J’admets ma contradiction ; mieux : je l’assume.
Je répondrai cependant trois choses.
Premièrement, il me faut rappeler que cette réflexion sur le numérique, en plus de n’impliquer que le geste de lecture dans ce qu’il a de profond, est d’abord l’expression d’une inquiétude : celle de voir ce même geste se désincarner. Or, je tiens à l’incarnation de l’acte de lecture.
Deuxièmement, je dirai, une fois de plus, que je ne suis pas contre le numérique —cela est impossible. Les supports numériques ne feront jamais disparaître la lecture physique des livres physiques —les deux cohabiteront toujours—, mais je crains de voir le développement formidable des premiers risque amoindrir la valeur, le plaisir, le souvenir, le goût singuliers de la seconde. Je ne dis pas, tel Hugo parlant de l’imprimerie et de l’architecture, que « ceci tuera cela », mais plutôt, que « ceci réduira cela. » Je crains, que dans quelques générations, l’on n’éprouve plus le besoin d’ouvrir un livre.

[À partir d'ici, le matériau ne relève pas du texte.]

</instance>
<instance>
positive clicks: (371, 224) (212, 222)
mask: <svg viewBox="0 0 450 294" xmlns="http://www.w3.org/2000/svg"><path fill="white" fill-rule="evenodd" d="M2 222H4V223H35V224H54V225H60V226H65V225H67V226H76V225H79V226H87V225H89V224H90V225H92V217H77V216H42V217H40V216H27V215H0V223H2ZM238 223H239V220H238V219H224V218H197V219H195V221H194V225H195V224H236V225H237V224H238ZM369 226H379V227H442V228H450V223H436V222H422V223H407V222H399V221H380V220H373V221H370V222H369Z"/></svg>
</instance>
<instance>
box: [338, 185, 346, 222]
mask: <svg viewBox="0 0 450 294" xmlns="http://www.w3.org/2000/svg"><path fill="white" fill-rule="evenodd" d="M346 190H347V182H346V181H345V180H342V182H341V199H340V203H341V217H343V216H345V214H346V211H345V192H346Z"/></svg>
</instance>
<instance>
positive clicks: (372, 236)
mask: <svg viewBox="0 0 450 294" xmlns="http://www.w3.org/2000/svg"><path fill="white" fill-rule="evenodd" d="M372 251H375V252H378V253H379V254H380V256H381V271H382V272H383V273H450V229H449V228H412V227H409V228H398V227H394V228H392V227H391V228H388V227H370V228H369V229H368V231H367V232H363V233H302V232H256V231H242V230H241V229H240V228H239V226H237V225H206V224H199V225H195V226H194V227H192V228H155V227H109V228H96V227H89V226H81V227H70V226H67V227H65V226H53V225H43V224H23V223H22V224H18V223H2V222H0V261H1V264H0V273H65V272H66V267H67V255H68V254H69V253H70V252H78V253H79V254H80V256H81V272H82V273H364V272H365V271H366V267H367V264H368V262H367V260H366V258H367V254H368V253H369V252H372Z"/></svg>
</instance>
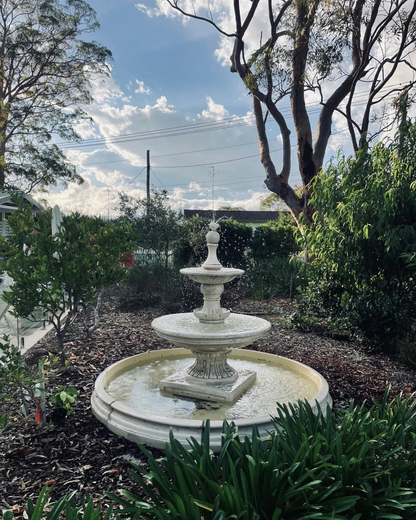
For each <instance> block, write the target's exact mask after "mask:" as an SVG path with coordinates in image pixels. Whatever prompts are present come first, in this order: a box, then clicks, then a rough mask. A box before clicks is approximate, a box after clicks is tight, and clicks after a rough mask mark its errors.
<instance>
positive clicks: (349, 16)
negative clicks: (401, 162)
mask: <svg viewBox="0 0 416 520" xmlns="http://www.w3.org/2000/svg"><path fill="white" fill-rule="evenodd" d="M167 2H168V3H169V4H170V5H171V6H172V7H173V8H174V9H175V10H176V11H178V12H180V13H182V14H183V15H185V16H189V17H192V18H196V19H199V20H205V21H206V22H208V23H210V24H211V25H212V26H213V27H215V29H217V31H219V33H220V34H221V35H222V37H223V38H225V39H231V40H233V42H234V45H233V50H232V54H231V57H230V61H231V72H234V73H237V74H238V75H239V77H240V78H241V79H242V81H243V82H244V84H245V85H246V86H247V88H248V89H249V91H250V93H251V94H252V96H253V110H254V115H255V120H256V125H257V132H258V137H259V143H260V156H261V162H262V164H263V167H264V169H265V172H266V181H265V183H266V185H267V187H268V188H269V190H270V191H272V192H273V193H276V195H278V196H279V197H280V198H281V199H283V201H284V202H285V203H286V204H287V206H288V207H289V209H290V211H291V212H292V214H293V216H294V217H295V218H296V220H299V216H300V215H301V214H302V213H303V214H305V216H306V218H308V219H311V217H312V213H313V209H312V208H311V207H310V205H309V200H310V197H311V195H312V185H313V182H312V181H313V180H314V179H315V178H316V176H317V174H318V173H319V171H320V170H321V168H322V165H323V161H324V157H325V153H326V151H327V147H328V141H329V138H330V136H331V127H332V122H333V117H334V114H335V113H336V112H337V113H339V114H342V116H343V117H344V118H345V121H346V125H347V127H348V131H349V135H350V138H351V142H352V147H353V149H354V151H355V152H357V151H358V150H359V148H360V147H361V146H362V144H363V143H364V142H365V141H366V142H368V141H369V140H371V139H373V138H374V137H376V136H377V135H379V133H380V132H382V131H383V130H386V129H389V128H390V127H391V126H392V125H393V119H392V118H391V117H390V116H389V110H388V102H389V100H390V99H391V98H392V96H393V95H396V94H398V93H399V92H401V91H402V90H405V89H407V90H408V91H411V90H412V88H413V86H414V85H415V75H414V73H415V72H416V68H415V67H416V66H415V63H414V62H412V56H411V54H412V52H414V51H415V50H416V47H415V42H416V16H415V12H416V0H325V1H324V0H251V1H247V0H233V2H232V3H231V2H230V3H228V2H221V1H219V2H215V3H209V5H208V4H207V5H206V6H205V5H204V2H203V1H202V2H196V3H195V2H191V1H190V0H167ZM262 17H263V18H262ZM258 27H260V30H259V31H258V35H257V41H258V42H260V43H259V45H258V46H257V48H256V49H255V50H253V31H254V30H255V29H256V28H258ZM260 31H261V32H260ZM248 40H250V41H248ZM399 76H400V77H401V78H403V77H407V78H409V79H408V81H405V82H404V83H402V84H398V83H397V82H398V79H397V78H398V77H399ZM308 92H315V93H318V95H319V97H320V104H321V109H320V112H319V115H318V116H317V122H316V130H315V137H313V128H312V126H313V125H312V119H313V118H311V114H310V111H308V106H307V99H306V96H307V94H308ZM409 95H411V93H410V92H409ZM287 98H289V99H290V105H291V115H286V113H285V111H284V110H282V108H281V107H282V106H283V107H284V100H285V99H287ZM358 107H359V108H358ZM269 117H271V118H273V119H274V120H275V121H276V123H277V124H278V126H279V128H280V133H281V137H282V142H283V159H282V168H281V170H280V172H278V171H277V168H276V165H275V163H274V161H273V159H272V158H271V155H270V148H269V141H268V137H267V134H266V121H267V118H269ZM375 122H377V123H378V124H377V125H374V124H372V123H375ZM292 125H293V127H294V128H295V131H296V137H295V140H296V146H297V155H298V167H299V173H300V176H301V178H302V181H303V190H302V192H301V193H298V192H297V191H296V190H295V189H293V188H292V186H291V185H290V183H289V178H290V174H291V171H292V169H293V168H292V164H291V146H292V144H293V143H292V140H291V131H290V127H291V126H292Z"/></svg>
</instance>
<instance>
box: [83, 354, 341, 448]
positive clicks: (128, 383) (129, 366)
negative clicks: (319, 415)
mask: <svg viewBox="0 0 416 520" xmlns="http://www.w3.org/2000/svg"><path fill="white" fill-rule="evenodd" d="M192 361H193V358H192V354H191V352H190V351H189V350H186V349H167V350H156V351H153V352H148V353H146V354H138V355H136V356H133V357H130V358H126V359H123V360H121V361H119V362H117V363H115V364H114V365H112V366H110V367H108V368H107V369H106V370H104V372H102V373H101V374H100V375H99V377H98V379H97V380H96V383H95V389H94V392H93V396H92V398H91V405H92V410H93V413H94V415H95V416H96V418H97V419H98V420H99V421H101V422H102V423H104V424H105V425H106V426H107V427H108V428H109V429H110V430H111V431H112V432H114V433H116V434H118V435H122V436H123V437H125V438H127V439H129V440H131V441H133V442H139V443H142V444H147V445H148V446H152V447H155V448H163V447H164V443H165V442H168V441H169V432H170V430H171V429H172V430H173V433H174V435H175V438H176V439H177V440H178V441H179V442H180V443H181V444H182V445H184V446H186V447H188V446H189V444H188V442H187V439H189V438H190V437H194V438H195V439H197V440H198V441H201V439H202V436H203V432H204V430H205V425H206V421H207V420H208V419H209V420H210V425H211V439H210V445H211V448H212V449H213V450H214V451H216V452H217V451H219V450H220V449H221V431H222V424H223V421H224V420H227V421H233V422H234V423H235V424H236V426H237V428H238V431H239V433H240V434H241V435H251V433H252V428H253V426H255V425H256V426H257V428H258V429H259V432H260V436H261V438H263V439H267V436H268V435H269V432H270V431H271V430H272V429H273V423H272V421H271V417H270V416H273V415H276V402H280V403H296V402H297V401H298V400H299V399H300V400H305V399H306V400H308V401H309V402H310V404H311V406H312V407H313V408H314V409H316V407H317V406H318V405H319V406H320V407H321V409H322V410H323V412H325V411H326V407H327V405H330V406H331V405H332V399H331V396H330V395H329V389H328V384H327V382H326V380H325V379H324V378H323V377H322V376H321V375H320V374H319V373H318V372H316V371H315V370H313V369H312V368H310V367H308V366H306V365H303V364H301V363H298V362H296V361H293V360H290V359H287V358H283V357H280V356H275V355H273V354H266V353H263V352H256V351H251V350H238V349H233V350H232V352H231V354H230V356H229V361H230V365H231V366H233V367H234V368H235V369H236V370H254V371H255V372H257V379H256V381H255V382H254V383H253V385H252V386H251V387H250V388H249V389H248V390H247V391H246V392H245V393H244V394H243V395H242V396H241V397H240V398H239V399H238V400H237V401H236V402H235V403H231V404H230V403H210V402H206V401H199V400H197V399H186V398H178V397H172V396H169V395H166V394H164V393H163V392H160V390H159V384H160V381H161V380H162V379H164V378H166V377H169V376H170V375H172V374H173V373H175V372H177V371H179V370H182V369H184V368H185V367H187V366H189V364H191V363H192Z"/></svg>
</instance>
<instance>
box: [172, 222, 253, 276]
mask: <svg viewBox="0 0 416 520" xmlns="http://www.w3.org/2000/svg"><path fill="white" fill-rule="evenodd" d="M208 224H209V219H206V218H202V217H198V216H197V217H192V218H190V219H188V220H186V221H185V222H184V224H183V226H182V230H181V235H182V238H181V240H180V241H179V243H178V246H177V248H176V250H175V259H176V262H177V263H178V264H179V265H181V266H183V265H201V264H202V263H203V262H204V261H205V259H206V257H207V254H208V252H207V246H206V238H205V236H206V234H207V232H208V231H209V228H208ZM219 224H220V230H219V232H220V234H221V240H220V244H219V247H218V258H219V260H220V262H221V263H222V265H223V266H224V267H244V266H245V264H246V252H247V250H248V248H249V247H250V244H251V240H252V236H253V230H252V228H251V226H249V225H248V224H242V223H241V222H237V221H236V220H231V219H226V220H221V221H220V222H219Z"/></svg>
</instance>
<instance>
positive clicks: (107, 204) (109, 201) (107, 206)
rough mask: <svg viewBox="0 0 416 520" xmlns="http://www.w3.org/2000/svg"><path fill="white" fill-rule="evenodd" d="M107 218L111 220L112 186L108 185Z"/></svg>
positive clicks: (107, 195) (107, 187)
mask: <svg viewBox="0 0 416 520" xmlns="http://www.w3.org/2000/svg"><path fill="white" fill-rule="evenodd" d="M107 208H108V209H107V220H108V221H109V220H110V187H109V186H107Z"/></svg>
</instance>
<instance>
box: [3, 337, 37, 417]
mask: <svg viewBox="0 0 416 520" xmlns="http://www.w3.org/2000/svg"><path fill="white" fill-rule="evenodd" d="M42 366H43V363H41V368H42ZM43 382H44V374H43V370H42V369H41V370H40V371H38V372H36V373H34V371H33V370H32V369H31V368H30V367H29V366H28V365H27V364H26V363H25V362H24V361H23V358H22V354H21V352H20V349H19V347H16V346H14V345H12V344H11V343H10V341H9V337H8V336H3V341H2V342H0V403H1V405H0V412H1V410H2V409H3V413H0V423H1V425H2V426H6V424H7V422H8V417H9V412H10V410H9V406H10V404H11V403H15V402H18V403H20V404H21V405H22V407H23V410H24V413H25V415H26V416H27V417H28V419H29V420H30V421H33V417H34V414H35V411H36V406H37V403H38V398H39V392H43V391H44V390H43V389H42V388H40V384H41V383H43ZM37 385H38V387H37Z"/></svg>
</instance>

Et, pour finir, j’ajouterai que les lectures que j’effectue sur support numérique ne sont jamais très longues —elles ne peuvent l’être, puisqu’interrompues sans cesse—. Je lis diverses choses sur écran, mais cette lecture là est hachée, lente, difficile. Ce que j’appelle la lecture profonde : longue, délicieuse, ininterrompue, ne m’est possible qu’avec un livre physique —ou du moins, avec du papier imprimé. De la même manière, j’écris évidemment beaucoup sur support numérique. Mais cette écriture est toujours précédée d’un essai sur papier : il n’y a que là que je ressens vraiment l’écriture et sa domination. Il est vrai qu’il est rare que j’écrive intégralement un texte sur papier avant de le reprendre à la saisie, mais son essence, du moins, naît sur papier.